The Burston Parochial Church Council will hold a meeting on April 30 when closure will be discussed.

Yesterday Mrs Hobson added: “I don't know what legal right we have but there may soon come a time when we say to the Church of England that it's not viable to maintain our church.

“This is such an important building for the community, especially with our heritage, but it also needs to be valued as the centre of our Christian community. I could name 25, 30 Christians in the village who don't use the church regularly and we need to see them in there.”

Jan McFarlane, spokesman for the Bishop of Norwich, said any closure would be extremely unlikely.

“The chances of it being closed down are extremely slim,” she said. “It's very well used by community groups during the day. The challenge is now to get them coming to church services. People love having churches in their community but don't always show up on Sundays.”

The only time the small parish of Burston, which shares a rector with Winfarthing, Shelfanger, Gissing and Tivetshall on a five-week rotation, is busy is during annual celebrations of its famous strike.

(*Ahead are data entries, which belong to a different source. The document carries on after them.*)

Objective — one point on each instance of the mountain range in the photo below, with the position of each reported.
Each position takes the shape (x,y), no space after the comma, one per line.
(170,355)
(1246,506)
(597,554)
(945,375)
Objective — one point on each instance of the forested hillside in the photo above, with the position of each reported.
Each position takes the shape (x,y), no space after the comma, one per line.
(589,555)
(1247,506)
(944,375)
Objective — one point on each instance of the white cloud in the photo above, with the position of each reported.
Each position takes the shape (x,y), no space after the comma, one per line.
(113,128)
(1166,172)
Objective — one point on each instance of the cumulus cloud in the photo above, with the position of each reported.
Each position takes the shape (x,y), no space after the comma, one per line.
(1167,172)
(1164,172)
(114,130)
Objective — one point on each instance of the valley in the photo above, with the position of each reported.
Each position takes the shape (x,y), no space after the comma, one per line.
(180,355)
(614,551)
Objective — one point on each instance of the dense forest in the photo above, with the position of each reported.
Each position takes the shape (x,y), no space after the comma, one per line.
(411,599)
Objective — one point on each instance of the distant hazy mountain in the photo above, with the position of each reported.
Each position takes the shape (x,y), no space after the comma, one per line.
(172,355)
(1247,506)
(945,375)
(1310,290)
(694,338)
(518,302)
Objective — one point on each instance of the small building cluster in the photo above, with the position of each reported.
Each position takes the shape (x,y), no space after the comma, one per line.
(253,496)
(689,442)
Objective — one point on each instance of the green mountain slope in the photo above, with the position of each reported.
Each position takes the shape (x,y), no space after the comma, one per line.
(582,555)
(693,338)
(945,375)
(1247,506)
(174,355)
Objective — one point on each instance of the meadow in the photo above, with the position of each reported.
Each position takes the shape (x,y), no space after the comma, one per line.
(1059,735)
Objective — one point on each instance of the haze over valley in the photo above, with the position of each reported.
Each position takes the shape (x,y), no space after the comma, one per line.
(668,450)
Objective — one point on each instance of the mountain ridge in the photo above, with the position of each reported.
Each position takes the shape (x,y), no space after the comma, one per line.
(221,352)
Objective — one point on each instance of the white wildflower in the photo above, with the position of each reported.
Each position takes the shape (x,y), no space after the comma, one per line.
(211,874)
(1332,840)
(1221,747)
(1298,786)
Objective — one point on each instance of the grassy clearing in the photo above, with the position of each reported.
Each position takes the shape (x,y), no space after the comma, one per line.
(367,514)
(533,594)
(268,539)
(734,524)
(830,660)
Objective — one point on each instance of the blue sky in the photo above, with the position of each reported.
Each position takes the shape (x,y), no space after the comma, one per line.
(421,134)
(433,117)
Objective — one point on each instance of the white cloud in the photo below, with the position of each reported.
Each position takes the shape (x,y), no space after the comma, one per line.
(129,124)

Between 1914 and 1939 socialist teachers Kitty and Tom Higdon set up their own school in Burston in an epic battle with Rev Charles Tucker Eland, rector of the village and chairman of the school board, who had them suspended for not showing due deference.

It became the longest strike in history and is still celebrated today with a museum in the school house the Higdons built and an annual rally, featuring the UK's leading trade unionists, that takes place on the first Sunday each September.